イギリス・ロイヤルオペラハウスの公演を、映画で配信するライブ・ビューイング。仙台フォーラムで『カルメン』を見た。すべてが名曲ぞろいのこのオペラ。何度見てもよい。

ライブ・ビューイングだと背景説明も専門家がしてくれるのでより深く味わえる。作曲者のビゼーは若くして亡くなってしまった。私は、彼は自身の名声を知ることなく亡くなった悲劇的な作曲家だと思っていたが、すこし、事情は違うらしい。彼は、『カルメン』をパリで初演して、それがあまり評判にならないうちに、半年後に亡くなってしまうのだが、なぜ、あまり評判にならなかったかというと、当時のオペラは、家族で見に行くもので、結婚前のお嬢さんももちろんその中にいた。そういう人に見せるのは、当時としてはばかられるのは、自由奔放に生きるカルメンという女性の造形だった。

 

だから、当時の人たちにはあまり受けなかったかもしれないが、彼の友人や専門家からは音楽はすでに高く評価されていたということだ。
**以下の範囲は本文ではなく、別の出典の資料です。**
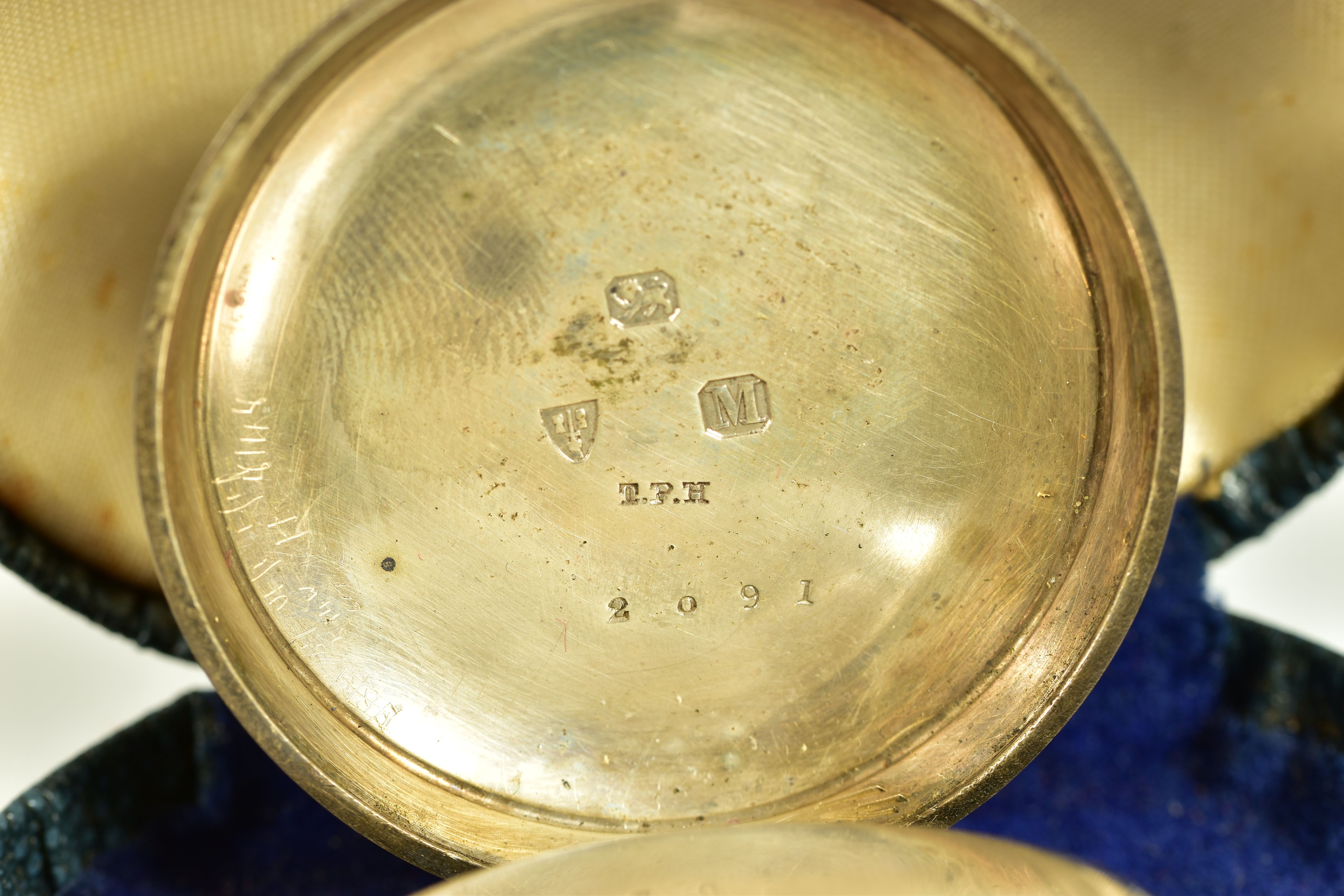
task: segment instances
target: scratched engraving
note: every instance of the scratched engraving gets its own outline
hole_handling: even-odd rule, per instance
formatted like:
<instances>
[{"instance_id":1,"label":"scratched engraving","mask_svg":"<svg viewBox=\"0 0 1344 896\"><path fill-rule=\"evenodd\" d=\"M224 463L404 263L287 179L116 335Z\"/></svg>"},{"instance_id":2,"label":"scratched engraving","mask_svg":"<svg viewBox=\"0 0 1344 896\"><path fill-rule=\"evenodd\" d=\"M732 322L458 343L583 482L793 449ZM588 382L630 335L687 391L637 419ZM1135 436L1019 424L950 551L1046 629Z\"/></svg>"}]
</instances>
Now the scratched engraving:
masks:
<instances>
[{"instance_id":1,"label":"scratched engraving","mask_svg":"<svg viewBox=\"0 0 1344 896\"><path fill-rule=\"evenodd\" d=\"M617 277L606 285L606 310L620 328L669 324L681 312L676 283L660 270Z\"/></svg>"},{"instance_id":2,"label":"scratched engraving","mask_svg":"<svg viewBox=\"0 0 1344 896\"><path fill-rule=\"evenodd\" d=\"M542 426L566 461L582 463L597 441L597 399L543 408Z\"/></svg>"},{"instance_id":3,"label":"scratched engraving","mask_svg":"<svg viewBox=\"0 0 1344 896\"><path fill-rule=\"evenodd\" d=\"M710 380L699 398L706 435L730 439L770 427L770 392L759 376L747 373Z\"/></svg>"}]
</instances>

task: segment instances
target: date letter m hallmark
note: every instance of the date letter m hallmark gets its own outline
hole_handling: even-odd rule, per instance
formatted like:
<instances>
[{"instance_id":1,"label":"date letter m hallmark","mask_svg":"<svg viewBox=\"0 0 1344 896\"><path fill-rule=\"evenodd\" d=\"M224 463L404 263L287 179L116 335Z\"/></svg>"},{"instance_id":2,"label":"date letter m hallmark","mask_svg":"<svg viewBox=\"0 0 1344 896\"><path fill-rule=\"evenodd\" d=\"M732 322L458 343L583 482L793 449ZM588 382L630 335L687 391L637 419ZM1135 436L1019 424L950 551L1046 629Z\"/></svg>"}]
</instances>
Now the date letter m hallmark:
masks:
<instances>
[{"instance_id":1,"label":"date letter m hallmark","mask_svg":"<svg viewBox=\"0 0 1344 896\"><path fill-rule=\"evenodd\" d=\"M754 435L770 427L770 392L765 380L747 373L710 380L700 390L704 431L716 439Z\"/></svg>"},{"instance_id":2,"label":"date letter m hallmark","mask_svg":"<svg viewBox=\"0 0 1344 896\"><path fill-rule=\"evenodd\" d=\"M564 459L582 463L597 441L597 399L543 408L542 426Z\"/></svg>"}]
</instances>

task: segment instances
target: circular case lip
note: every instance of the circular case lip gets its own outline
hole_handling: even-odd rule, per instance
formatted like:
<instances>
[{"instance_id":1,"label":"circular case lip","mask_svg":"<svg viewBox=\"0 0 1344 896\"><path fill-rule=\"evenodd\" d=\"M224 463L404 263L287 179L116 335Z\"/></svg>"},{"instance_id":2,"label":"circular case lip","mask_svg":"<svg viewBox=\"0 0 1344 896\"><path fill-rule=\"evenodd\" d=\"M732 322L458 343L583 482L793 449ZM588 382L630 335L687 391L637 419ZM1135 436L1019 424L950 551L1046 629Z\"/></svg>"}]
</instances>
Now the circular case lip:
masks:
<instances>
[{"instance_id":1,"label":"circular case lip","mask_svg":"<svg viewBox=\"0 0 1344 896\"><path fill-rule=\"evenodd\" d=\"M609 832L585 829L582 822L560 826L526 807L501 811L504 807L480 795L454 793L453 780L358 731L358 721L319 700L296 670L301 664L257 649L267 643L265 635L249 641L238 627L243 623L212 613L219 590L233 587L223 557L200 549L214 537L214 523L204 498L203 449L196 442L202 400L195 371L202 325L212 302L183 304L188 290L212 289L215 259L234 236L228 226L234 212L246 206L253 184L304 110L347 66L442 5L439 0L372 0L341 13L292 55L224 128L194 177L160 257L144 326L136 404L141 492L160 580L220 696L271 758L328 809L405 858L450 872L464 862L493 864ZM1094 467L1122 466L1146 488L1129 494L1111 489L1109 502L1095 502L1085 544L1060 582L1060 599L1052 604L1056 613L1047 611L1003 662L1004 669L1013 664L1056 669L1035 676L1035 715L992 737L984 736L973 712L949 719L911 751L915 767L949 771L938 775L952 782L948 786L911 790L909 797L883 791L874 799L879 772L839 795L774 818L831 821L880 814L890 819L891 803L899 798L910 803L899 821L950 825L1007 783L1067 721L1138 609L1175 501L1183 412L1180 344L1157 242L1137 191L1094 117L1042 51L973 0L882 0L871 5L972 71L1016 122L1043 168L1055 176L1060 196L1073 203L1073 223L1094 286L1109 286L1114 293L1107 312L1130 320L1144 337L1142 345L1106 353L1102 379L1107 392L1128 392L1133 400L1110 414L1109 426L1098 426L1097 435L1103 438L1098 438ZM1098 236L1111 242L1098 243ZM1101 325L1105 336L1107 322ZM1102 343L1106 345L1105 339ZM1102 407L1106 416L1111 406L1103 402ZM1106 513L1113 516L1103 519ZM1118 539L1129 553L1117 562L1103 543L1114 545ZM1087 563L1095 566L1081 580ZM1090 590L1095 600L1098 580L1110 599L1101 602L1095 622L1070 619L1067 610L1058 613L1066 594ZM259 630L255 621L253 627ZM1058 658L1060 646L1063 661ZM1023 705L1021 693L1008 693L1007 677L995 678L982 696L996 692L995 699L1005 705Z\"/></svg>"}]
</instances>

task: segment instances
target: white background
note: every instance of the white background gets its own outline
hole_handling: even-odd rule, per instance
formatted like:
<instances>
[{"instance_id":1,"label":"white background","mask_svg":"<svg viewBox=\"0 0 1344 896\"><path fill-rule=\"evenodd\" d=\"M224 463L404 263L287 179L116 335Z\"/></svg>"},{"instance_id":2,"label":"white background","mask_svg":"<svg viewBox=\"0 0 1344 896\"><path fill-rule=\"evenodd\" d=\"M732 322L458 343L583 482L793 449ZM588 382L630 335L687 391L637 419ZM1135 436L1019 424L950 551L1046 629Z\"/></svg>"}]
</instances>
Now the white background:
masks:
<instances>
[{"instance_id":1,"label":"white background","mask_svg":"<svg viewBox=\"0 0 1344 896\"><path fill-rule=\"evenodd\" d=\"M1344 474L1210 567L1228 610L1344 653ZM210 682L0 567L0 806L118 728Z\"/></svg>"}]
</instances>

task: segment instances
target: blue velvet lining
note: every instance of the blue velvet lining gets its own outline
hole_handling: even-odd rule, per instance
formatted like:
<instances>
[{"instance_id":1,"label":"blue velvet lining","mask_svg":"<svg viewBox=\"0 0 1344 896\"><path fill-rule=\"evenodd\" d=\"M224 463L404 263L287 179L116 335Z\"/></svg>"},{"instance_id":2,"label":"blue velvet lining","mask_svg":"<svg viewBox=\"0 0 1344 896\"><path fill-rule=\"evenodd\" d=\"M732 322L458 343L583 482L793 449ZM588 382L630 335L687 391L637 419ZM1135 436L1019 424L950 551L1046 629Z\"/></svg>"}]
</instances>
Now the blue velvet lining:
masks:
<instances>
[{"instance_id":1,"label":"blue velvet lining","mask_svg":"<svg viewBox=\"0 0 1344 896\"><path fill-rule=\"evenodd\" d=\"M1068 853L1153 893L1344 892L1344 763L1239 711L1228 617L1177 506L1116 658L1064 729L958 827Z\"/></svg>"},{"instance_id":2,"label":"blue velvet lining","mask_svg":"<svg viewBox=\"0 0 1344 896\"><path fill-rule=\"evenodd\" d=\"M1339 740L1246 711L1226 668L1235 626L1204 599L1203 575L1183 502L1101 682L962 829L1077 856L1154 896L1344 892ZM391 896L434 880L300 791L222 705L218 724L198 805L98 856L62 893Z\"/></svg>"}]
</instances>

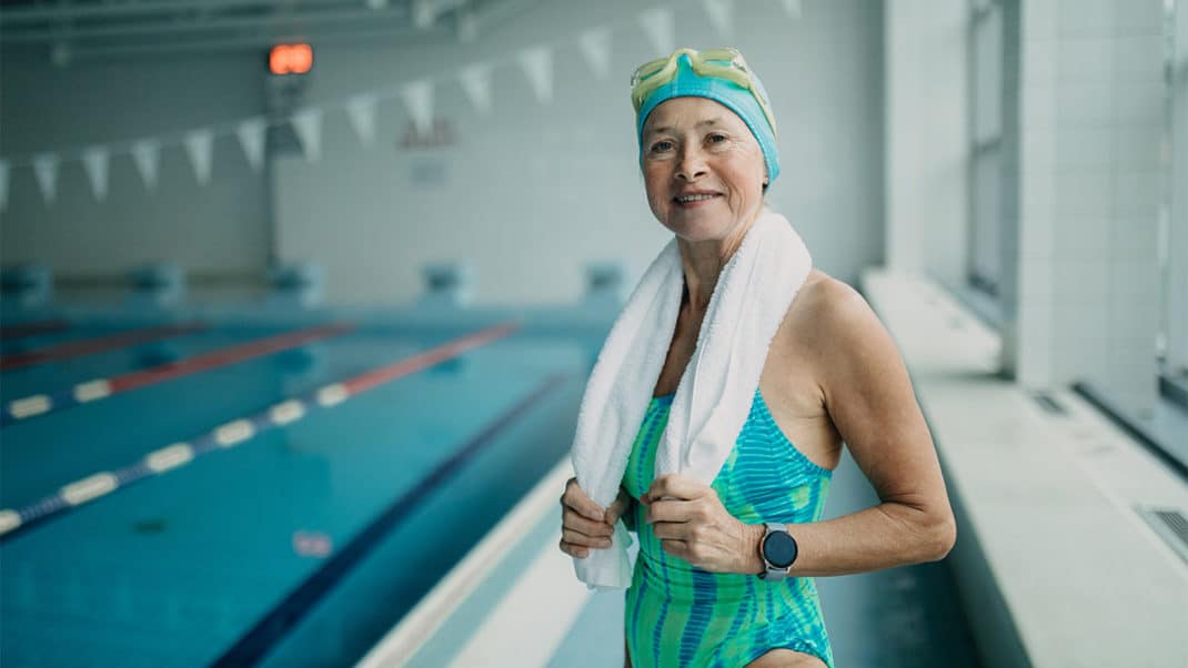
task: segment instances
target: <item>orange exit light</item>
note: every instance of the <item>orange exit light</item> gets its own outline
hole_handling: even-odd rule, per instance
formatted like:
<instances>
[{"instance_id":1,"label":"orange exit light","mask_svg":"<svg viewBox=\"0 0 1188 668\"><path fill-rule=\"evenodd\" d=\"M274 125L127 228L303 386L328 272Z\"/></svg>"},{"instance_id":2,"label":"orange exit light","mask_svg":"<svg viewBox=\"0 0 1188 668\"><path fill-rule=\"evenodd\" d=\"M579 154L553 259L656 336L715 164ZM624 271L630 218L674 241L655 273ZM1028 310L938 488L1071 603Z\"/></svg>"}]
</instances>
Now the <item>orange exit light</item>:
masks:
<instances>
[{"instance_id":1,"label":"orange exit light","mask_svg":"<svg viewBox=\"0 0 1188 668\"><path fill-rule=\"evenodd\" d=\"M314 66L309 44L278 44L268 53L268 71L274 75L303 75Z\"/></svg>"}]
</instances>

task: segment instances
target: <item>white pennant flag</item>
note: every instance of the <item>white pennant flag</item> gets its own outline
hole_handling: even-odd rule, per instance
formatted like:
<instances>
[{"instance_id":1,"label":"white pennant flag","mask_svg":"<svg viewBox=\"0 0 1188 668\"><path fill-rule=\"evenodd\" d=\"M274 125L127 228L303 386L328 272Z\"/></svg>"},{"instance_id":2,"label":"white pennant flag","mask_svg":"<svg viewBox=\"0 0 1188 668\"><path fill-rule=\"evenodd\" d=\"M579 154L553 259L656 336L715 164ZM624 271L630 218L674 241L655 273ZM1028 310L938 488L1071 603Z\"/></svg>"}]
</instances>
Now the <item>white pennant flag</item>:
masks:
<instances>
[{"instance_id":1,"label":"white pennant flag","mask_svg":"<svg viewBox=\"0 0 1188 668\"><path fill-rule=\"evenodd\" d=\"M53 153L38 153L33 157L33 174L37 187L46 204L52 204L58 196L58 157Z\"/></svg>"},{"instance_id":2,"label":"white pennant flag","mask_svg":"<svg viewBox=\"0 0 1188 668\"><path fill-rule=\"evenodd\" d=\"M160 144L153 139L141 139L132 145L132 161L140 172L140 179L150 191L157 190L157 165L160 163Z\"/></svg>"},{"instance_id":3,"label":"white pennant flag","mask_svg":"<svg viewBox=\"0 0 1188 668\"><path fill-rule=\"evenodd\" d=\"M235 136L239 138L244 155L247 155L247 164L252 166L254 172L259 172L264 167L264 142L267 132L268 121L263 116L247 119L235 127Z\"/></svg>"},{"instance_id":4,"label":"white pennant flag","mask_svg":"<svg viewBox=\"0 0 1188 668\"><path fill-rule=\"evenodd\" d=\"M594 76L606 78L611 74L611 28L593 27L577 38L577 44Z\"/></svg>"},{"instance_id":5,"label":"white pennant flag","mask_svg":"<svg viewBox=\"0 0 1188 668\"><path fill-rule=\"evenodd\" d=\"M731 39L734 32L734 0L702 0L709 23L722 39Z\"/></svg>"},{"instance_id":6,"label":"white pennant flag","mask_svg":"<svg viewBox=\"0 0 1188 668\"><path fill-rule=\"evenodd\" d=\"M676 24L672 9L657 7L639 14L639 25L652 43L652 49L661 56L668 56L676 50Z\"/></svg>"},{"instance_id":7,"label":"white pennant flag","mask_svg":"<svg viewBox=\"0 0 1188 668\"><path fill-rule=\"evenodd\" d=\"M215 135L208 129L196 129L185 133L185 152L190 155L190 165L194 166L194 177L198 179L198 185L210 183L214 141Z\"/></svg>"},{"instance_id":8,"label":"white pennant flag","mask_svg":"<svg viewBox=\"0 0 1188 668\"><path fill-rule=\"evenodd\" d=\"M480 114L491 112L491 64L473 63L457 72L462 90Z\"/></svg>"},{"instance_id":9,"label":"white pennant flag","mask_svg":"<svg viewBox=\"0 0 1188 668\"><path fill-rule=\"evenodd\" d=\"M377 100L372 95L359 95L347 101L350 127L355 128L359 142L365 148L371 148L375 144L375 107Z\"/></svg>"},{"instance_id":10,"label":"white pennant flag","mask_svg":"<svg viewBox=\"0 0 1188 668\"><path fill-rule=\"evenodd\" d=\"M533 46L519 53L520 66L541 103L552 100L552 52L548 46Z\"/></svg>"},{"instance_id":11,"label":"white pennant flag","mask_svg":"<svg viewBox=\"0 0 1188 668\"><path fill-rule=\"evenodd\" d=\"M425 78L405 84L400 97L409 108L417 133L428 136L434 131L434 82Z\"/></svg>"},{"instance_id":12,"label":"white pennant flag","mask_svg":"<svg viewBox=\"0 0 1188 668\"><path fill-rule=\"evenodd\" d=\"M108 152L105 146L91 146L82 152L82 166L87 170L90 191L95 193L97 202L107 199L107 158Z\"/></svg>"},{"instance_id":13,"label":"white pennant flag","mask_svg":"<svg viewBox=\"0 0 1188 668\"><path fill-rule=\"evenodd\" d=\"M301 139L302 148L305 151L307 163L317 163L322 159L322 110L311 108L302 109L293 114L293 131Z\"/></svg>"},{"instance_id":14,"label":"white pennant flag","mask_svg":"<svg viewBox=\"0 0 1188 668\"><path fill-rule=\"evenodd\" d=\"M0 160L0 211L8 208L8 160Z\"/></svg>"}]
</instances>

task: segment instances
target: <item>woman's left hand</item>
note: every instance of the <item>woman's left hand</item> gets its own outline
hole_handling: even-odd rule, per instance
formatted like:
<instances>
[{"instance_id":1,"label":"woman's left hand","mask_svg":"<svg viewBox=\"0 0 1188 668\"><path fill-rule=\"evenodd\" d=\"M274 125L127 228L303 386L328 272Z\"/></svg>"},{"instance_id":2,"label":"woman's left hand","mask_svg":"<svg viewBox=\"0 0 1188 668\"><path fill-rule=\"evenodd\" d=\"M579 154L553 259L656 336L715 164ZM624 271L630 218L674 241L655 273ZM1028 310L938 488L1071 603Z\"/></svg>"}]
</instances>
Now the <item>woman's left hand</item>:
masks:
<instances>
[{"instance_id":1,"label":"woman's left hand","mask_svg":"<svg viewBox=\"0 0 1188 668\"><path fill-rule=\"evenodd\" d=\"M664 552L714 573L763 570L763 524L739 522L712 486L676 473L661 476L640 502L647 504L645 519Z\"/></svg>"}]
</instances>

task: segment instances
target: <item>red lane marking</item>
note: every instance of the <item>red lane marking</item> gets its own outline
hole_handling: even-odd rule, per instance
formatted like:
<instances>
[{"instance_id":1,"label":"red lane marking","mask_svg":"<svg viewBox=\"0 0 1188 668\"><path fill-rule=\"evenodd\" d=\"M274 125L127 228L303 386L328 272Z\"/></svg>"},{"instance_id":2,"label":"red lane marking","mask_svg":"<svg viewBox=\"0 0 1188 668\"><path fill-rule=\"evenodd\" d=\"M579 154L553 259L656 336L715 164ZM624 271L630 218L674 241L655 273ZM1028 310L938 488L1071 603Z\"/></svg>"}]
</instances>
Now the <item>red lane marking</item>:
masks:
<instances>
[{"instance_id":1,"label":"red lane marking","mask_svg":"<svg viewBox=\"0 0 1188 668\"><path fill-rule=\"evenodd\" d=\"M0 326L0 339L8 341L26 336L59 332L70 326L65 320L39 320L36 323L23 323L19 325Z\"/></svg>"},{"instance_id":2,"label":"red lane marking","mask_svg":"<svg viewBox=\"0 0 1188 668\"><path fill-rule=\"evenodd\" d=\"M480 330L473 335L465 336L447 344L438 345L437 348L431 348L418 355L413 355L407 360L402 360L394 364L381 367L374 371L367 371L366 374L348 378L342 381L341 384L347 388L347 394L354 395L361 392L367 392L378 384L393 381L400 376L415 374L422 369L432 367L438 362L449 360L450 357L457 357L467 350L472 350L497 338L503 338L518 329L518 324L506 324Z\"/></svg>"},{"instance_id":3,"label":"red lane marking","mask_svg":"<svg viewBox=\"0 0 1188 668\"><path fill-rule=\"evenodd\" d=\"M59 343L58 345L48 345L37 350L29 350L26 352L17 352L0 357L0 371L19 369L20 367L31 367L44 362L69 360L70 357L82 357L83 355L94 355L96 352L137 345L150 341L159 341L163 338L172 338L175 336L201 332L206 329L206 325L198 323L162 325L159 327L146 327L83 341Z\"/></svg>"},{"instance_id":4,"label":"red lane marking","mask_svg":"<svg viewBox=\"0 0 1188 668\"><path fill-rule=\"evenodd\" d=\"M263 357L265 355L296 348L322 338L339 336L353 329L355 329L354 325L343 323L310 327L308 330L299 330L270 338L263 338L260 341L253 341L223 350L216 350L214 352L207 352L206 355L188 357L178 362L162 364L160 367L144 369L141 371L132 371L131 374L114 376L108 378L108 382L110 383L113 394L116 392L127 392L147 384L169 381L178 376L196 374L198 371L208 371L210 369L226 367L227 364L234 364L253 357Z\"/></svg>"}]
</instances>

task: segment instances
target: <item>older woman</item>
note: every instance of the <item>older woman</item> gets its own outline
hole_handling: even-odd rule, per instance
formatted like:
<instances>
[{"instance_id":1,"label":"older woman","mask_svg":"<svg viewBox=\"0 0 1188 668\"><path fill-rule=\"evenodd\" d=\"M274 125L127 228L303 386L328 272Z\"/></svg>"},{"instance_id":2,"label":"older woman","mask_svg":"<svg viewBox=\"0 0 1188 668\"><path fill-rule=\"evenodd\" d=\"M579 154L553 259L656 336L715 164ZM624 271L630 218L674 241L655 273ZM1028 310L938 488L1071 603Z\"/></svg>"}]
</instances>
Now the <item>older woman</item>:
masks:
<instances>
[{"instance_id":1,"label":"older woman","mask_svg":"<svg viewBox=\"0 0 1188 668\"><path fill-rule=\"evenodd\" d=\"M766 94L737 51L678 50L642 66L632 93L647 202L676 236L684 288L619 496L602 508L570 479L561 549L586 559L611 547L619 519L638 534L627 666L833 668L813 577L939 560L953 546L931 437L876 314L811 269L776 316L750 412L713 483L655 476L710 298L765 211L779 163ZM880 503L821 521L842 443Z\"/></svg>"}]
</instances>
また、ビゼーは主演女優の要望や劇場からの要望に応えて、何度も曲を書きなおしている。だから、譜面には版がいっぱいあるそうだ。そこで、世界中の劇場では、どの版のどの曲を使用するかということで、オリジナルのカルメンが聞けて見れるそうだ。

 

さて、ロイヤル・オペラハウスの『カルメン』は、演出が斬新だった。演出家も映像に登場していて、よくある当時のスペインを現実主義的に描写した舞台ではつまらないと言っていた。抽象的で現代風の演出で、舞台中央にある大階段が特徴。写実的ではないので、ナレーションが入る形だった。

 

改めて聞くと、『カルメン』は合唱曲が美しいと思った。群衆役や兵士役で登場してきている人たちも歌のプロ中のプロだろう。場面や情景や情緒に合わせた美しい合唱曲だった。また、ドン・ホセが故郷の母をしのんで歌う歌や、ホセを慕う純情田舎娘のミカエラが歌う歌も、情感がこもっていてよかった。もちろん、有名な序曲やエスカミーリョの歌う闘牛士の歌などたくさん出てくる有名なメロディーは堪能できた。

 

抽象的な舞台であるが、ダンスパフォーマンスは素晴らしかった。しかし、カルメンがゴリラの着ぐるみで登場してくるところや、カルメンが最後ホセに刺されて死んだ後、再び起き上がって「ナンセンス!」のような仕草をする演出は不可解だった。何か、深い意図や意味があるのかもしれない。